Scaling specific tables in a multi-table Synthetic Data Vault (SDV) model

Which software are you using? (SDV Community or SDV Enterprise?): SDV Community

Software Details (What is your SDV version? Python version?): SDV 1.28.0, Python 3.11.6

Description

I am working with a multi-table dataset consisting of 5 tables and am seeking advice on efficient training and scaling strategies.

The Dataset Challenge: The sizes of our tables are significantly unbalanced:

  • Table A: 107M+ rows

  • Table B: 37M+ rows

  • Tables C, D, E: ~8 rows each (reference/lookup tables)

Current Approach & Pain Points: Due to hardware constraints (RAM and training time), training on the full 144M+ rows isn’t feasible. To mitigate this, I’ve been sampling 10,000 rows from the two large tables for the training phase.

However, I’ve run into an issue during the generation phase:

  1. We need the final synthetic output to reflect the original scale (millions of rows) for the large tables.

  2. While the scale parameter can increase row counts, it applies a multiplier across the entire schema.

  3. If I scale up to reach millions of rows for Tables A and B, it also scales the small 8-row tables, which I need to remain at their original size.

My Question: Is there a recommended way to selectively scale specific tables during generation? Specifically, how can I generate millions of rows for the two large tables while keeping the three small reference tables at their original counts (or at a much lower scale)?

Hi @neha , can you check this out?

Hello @singhe,

If I understand correctly, you’d like tables C, D, and E to exist as-is (they are reference/lookup tables) and you only really need to create synthetic data for tables A, B (and scale them up from the original training data). The recommended approach is to use the ReferenceTables constraint, marking tables C, D, and E as reference tables. Then these tables will always remain their original size (~8 rows each) while the other tables will scale up.

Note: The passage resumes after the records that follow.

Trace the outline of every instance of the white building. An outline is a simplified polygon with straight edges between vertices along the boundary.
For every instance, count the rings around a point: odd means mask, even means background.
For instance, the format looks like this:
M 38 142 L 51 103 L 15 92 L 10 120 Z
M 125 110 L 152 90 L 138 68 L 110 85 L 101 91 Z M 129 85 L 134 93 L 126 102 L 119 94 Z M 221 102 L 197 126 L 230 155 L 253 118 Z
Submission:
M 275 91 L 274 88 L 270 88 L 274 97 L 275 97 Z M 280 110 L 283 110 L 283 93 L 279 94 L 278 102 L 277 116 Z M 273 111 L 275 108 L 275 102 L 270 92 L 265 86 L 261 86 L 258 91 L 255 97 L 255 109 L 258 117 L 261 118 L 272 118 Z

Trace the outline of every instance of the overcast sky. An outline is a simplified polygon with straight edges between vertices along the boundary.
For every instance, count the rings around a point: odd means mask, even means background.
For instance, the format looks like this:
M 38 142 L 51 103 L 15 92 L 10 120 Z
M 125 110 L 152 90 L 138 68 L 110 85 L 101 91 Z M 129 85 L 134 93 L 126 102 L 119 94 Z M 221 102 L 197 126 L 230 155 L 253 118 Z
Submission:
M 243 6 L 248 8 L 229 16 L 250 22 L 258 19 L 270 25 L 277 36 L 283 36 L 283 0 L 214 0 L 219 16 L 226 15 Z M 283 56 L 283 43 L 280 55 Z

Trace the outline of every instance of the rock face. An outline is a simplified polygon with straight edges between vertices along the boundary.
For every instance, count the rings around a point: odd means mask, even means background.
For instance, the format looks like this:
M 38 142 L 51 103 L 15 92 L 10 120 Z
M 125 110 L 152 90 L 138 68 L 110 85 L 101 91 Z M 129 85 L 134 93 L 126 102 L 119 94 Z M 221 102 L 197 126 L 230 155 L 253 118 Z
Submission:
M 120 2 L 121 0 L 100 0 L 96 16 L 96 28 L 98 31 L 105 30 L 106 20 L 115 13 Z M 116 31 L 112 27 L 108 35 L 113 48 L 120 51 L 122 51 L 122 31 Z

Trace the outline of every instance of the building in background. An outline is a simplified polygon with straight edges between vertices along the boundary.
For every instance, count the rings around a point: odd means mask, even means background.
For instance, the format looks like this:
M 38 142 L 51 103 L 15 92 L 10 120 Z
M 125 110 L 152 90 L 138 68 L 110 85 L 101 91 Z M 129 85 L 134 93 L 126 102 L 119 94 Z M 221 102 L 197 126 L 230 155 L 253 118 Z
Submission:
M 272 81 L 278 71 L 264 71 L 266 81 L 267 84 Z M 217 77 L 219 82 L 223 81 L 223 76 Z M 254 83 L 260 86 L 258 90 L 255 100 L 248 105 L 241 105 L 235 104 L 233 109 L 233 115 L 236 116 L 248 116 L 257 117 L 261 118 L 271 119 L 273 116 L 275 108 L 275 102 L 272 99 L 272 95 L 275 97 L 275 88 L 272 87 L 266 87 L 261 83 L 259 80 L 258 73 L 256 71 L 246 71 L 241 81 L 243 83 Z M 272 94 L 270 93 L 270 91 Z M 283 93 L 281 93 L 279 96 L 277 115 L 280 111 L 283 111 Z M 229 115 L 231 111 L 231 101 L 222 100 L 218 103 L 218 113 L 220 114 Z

Note that the ReferenceTable constraint is available in the CAG bundle, which is an add-on to SDV Enterprise. If you’re interested in SDV Enterprise, you can Contact Us.

BTW the memory and performance is better (by orders of magnitude) with the HSASynthesizer. So if you upgrade to SDV Enterprise, you may actually be able to run on the entire dataset – no need to subsample from the larger tables during the training phase.

Hi @neha,
If we are moving forward with the Enterprise version, how can we arrange a call to discuss? I haven’t yet discussed this with the organization, but let me know the procedure.

Hi @singhe, If you’re interested in SDV Enterprise, you can Contact Us. Someone from our team will reach out to you.

How does that normally happen Neha?
After reaching you, do you schedule a call to discuss, come up with a POC or?